Não há necessidade de lhes dar ferramenta quando se lhes pode vender, embora por um simulacro, permutando-a por seus produtos.

Os índios não são propriamente preguiçosos. Visto como eles trabalham o suficiente para terem com abundância o indispensável na maloca – a alimentação, se mais não trabalham é porque ninguém lhes compra o produto.

Eles necessitam de escola prática que lhes estimulem o ânimo já habituado a uma relativa indolência que lhes dá a facilidade da vida na floresta.

O Sr. Ministro da agricultura a quem compete o amparo e civilização desses nossos irmãos bestializados pelas suas circunstâncias, deve volver as suas vistas para esta zona a fim de deslocar os índios semicivilizados de um ponto para outro, único meio, verdadeiramente eficaz para a sua profícua catequese”.

Agora diremos nós:

A prática e a bondade do Sr. Felizardo Cerqueira prestariam inestimáveis serviços para o aproveitamento desses milhar e meio de selvagens que reclama, a proteção e cuidado do governo da nação, neste município.

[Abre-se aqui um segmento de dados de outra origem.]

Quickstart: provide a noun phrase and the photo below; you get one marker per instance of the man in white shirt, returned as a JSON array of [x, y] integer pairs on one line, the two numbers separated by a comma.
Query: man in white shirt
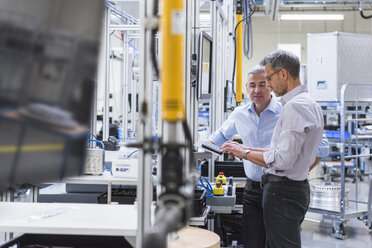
[[296, 137]]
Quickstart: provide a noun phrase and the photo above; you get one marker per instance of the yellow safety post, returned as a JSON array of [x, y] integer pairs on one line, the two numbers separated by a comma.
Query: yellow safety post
[[239, 56], [172, 64]]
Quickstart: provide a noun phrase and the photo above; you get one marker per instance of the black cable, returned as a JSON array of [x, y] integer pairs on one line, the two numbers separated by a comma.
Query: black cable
[[234, 65], [248, 36], [153, 40], [188, 137]]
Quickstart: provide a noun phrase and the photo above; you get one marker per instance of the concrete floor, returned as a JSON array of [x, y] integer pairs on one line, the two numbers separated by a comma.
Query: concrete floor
[[319, 234]]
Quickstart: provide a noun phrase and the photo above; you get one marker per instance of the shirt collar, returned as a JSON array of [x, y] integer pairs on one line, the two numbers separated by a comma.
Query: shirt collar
[[289, 95], [272, 106]]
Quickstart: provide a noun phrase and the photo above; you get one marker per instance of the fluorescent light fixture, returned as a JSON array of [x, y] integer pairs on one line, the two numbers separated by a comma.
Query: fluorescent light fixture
[[311, 17]]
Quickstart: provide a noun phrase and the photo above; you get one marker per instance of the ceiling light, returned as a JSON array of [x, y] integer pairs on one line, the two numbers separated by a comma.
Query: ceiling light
[[310, 17]]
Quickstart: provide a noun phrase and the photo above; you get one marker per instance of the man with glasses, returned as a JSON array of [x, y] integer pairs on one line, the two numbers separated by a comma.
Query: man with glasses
[[255, 124], [293, 147]]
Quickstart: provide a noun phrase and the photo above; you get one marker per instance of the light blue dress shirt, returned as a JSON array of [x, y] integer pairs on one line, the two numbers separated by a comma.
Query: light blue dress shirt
[[253, 130], [296, 137]]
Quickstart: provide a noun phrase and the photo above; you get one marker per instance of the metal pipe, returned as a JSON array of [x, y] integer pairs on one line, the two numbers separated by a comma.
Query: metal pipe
[[125, 27], [134, 102], [342, 150], [144, 187], [125, 75], [106, 118]]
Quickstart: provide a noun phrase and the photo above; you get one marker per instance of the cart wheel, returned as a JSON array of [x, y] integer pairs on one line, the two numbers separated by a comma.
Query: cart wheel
[[338, 230]]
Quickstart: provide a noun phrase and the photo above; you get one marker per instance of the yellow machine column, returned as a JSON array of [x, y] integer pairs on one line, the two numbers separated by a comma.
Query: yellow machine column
[[172, 64], [239, 51]]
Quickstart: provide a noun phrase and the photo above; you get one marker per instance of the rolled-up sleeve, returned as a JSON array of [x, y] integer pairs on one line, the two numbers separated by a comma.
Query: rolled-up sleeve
[[323, 149]]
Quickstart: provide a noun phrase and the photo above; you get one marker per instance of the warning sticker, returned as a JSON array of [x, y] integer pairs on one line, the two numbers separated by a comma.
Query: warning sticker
[[177, 22]]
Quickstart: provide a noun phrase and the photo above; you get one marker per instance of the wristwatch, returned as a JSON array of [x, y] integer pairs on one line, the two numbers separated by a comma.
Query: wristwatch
[[245, 153]]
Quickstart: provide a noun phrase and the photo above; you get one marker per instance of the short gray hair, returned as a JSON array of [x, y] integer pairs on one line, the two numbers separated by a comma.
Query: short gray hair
[[255, 70], [280, 59]]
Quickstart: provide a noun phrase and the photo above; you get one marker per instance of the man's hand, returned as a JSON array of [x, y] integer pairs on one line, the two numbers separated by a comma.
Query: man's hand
[[233, 148]]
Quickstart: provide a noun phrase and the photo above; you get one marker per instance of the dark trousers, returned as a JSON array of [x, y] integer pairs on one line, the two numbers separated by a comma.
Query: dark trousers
[[284, 208], [254, 234]]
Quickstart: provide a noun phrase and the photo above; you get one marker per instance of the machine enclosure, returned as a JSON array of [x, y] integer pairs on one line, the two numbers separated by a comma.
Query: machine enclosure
[[335, 59]]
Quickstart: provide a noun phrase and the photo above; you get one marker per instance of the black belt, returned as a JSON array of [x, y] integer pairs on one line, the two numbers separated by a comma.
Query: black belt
[[253, 183], [273, 178]]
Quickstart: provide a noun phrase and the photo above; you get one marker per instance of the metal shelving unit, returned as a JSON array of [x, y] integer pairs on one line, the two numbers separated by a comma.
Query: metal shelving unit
[[355, 208]]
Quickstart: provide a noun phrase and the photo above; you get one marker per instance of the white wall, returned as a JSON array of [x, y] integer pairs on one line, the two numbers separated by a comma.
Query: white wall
[[267, 34]]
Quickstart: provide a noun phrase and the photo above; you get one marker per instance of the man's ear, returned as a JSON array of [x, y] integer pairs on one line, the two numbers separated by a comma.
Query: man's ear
[[284, 73]]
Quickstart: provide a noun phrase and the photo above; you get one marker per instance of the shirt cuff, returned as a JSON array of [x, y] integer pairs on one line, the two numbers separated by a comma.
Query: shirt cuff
[[269, 157], [217, 139]]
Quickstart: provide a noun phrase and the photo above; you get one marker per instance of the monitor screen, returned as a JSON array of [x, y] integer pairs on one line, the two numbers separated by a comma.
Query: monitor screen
[[49, 51], [205, 67]]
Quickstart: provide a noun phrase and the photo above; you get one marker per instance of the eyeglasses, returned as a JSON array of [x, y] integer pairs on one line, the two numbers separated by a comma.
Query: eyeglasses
[[268, 78]]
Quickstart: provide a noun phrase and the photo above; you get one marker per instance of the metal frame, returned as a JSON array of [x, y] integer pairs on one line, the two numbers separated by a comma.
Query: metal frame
[[356, 208]]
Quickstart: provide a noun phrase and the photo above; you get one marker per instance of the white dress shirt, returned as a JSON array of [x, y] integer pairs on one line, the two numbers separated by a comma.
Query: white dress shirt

Eles também são brasileiros e no ano da comemoração do centenário da independência do seu país, eles devem também comemorar a independência de sua energia, escravizada pelo selvagismo que lhes serviu de berço. 


Nota: Felizardo Cerqueira era cearense, de Vila Pedra Branca, onde nasceu a 29 de outubro de 1886, tendo chegado ao Rio Tarauacá em 1904. Faleceu no Rio de Janeiro em 1961. 
Nota II: atualizamos o texto com a grafia corrente, salvo raras exceções, onde preferimos manter a escrita original.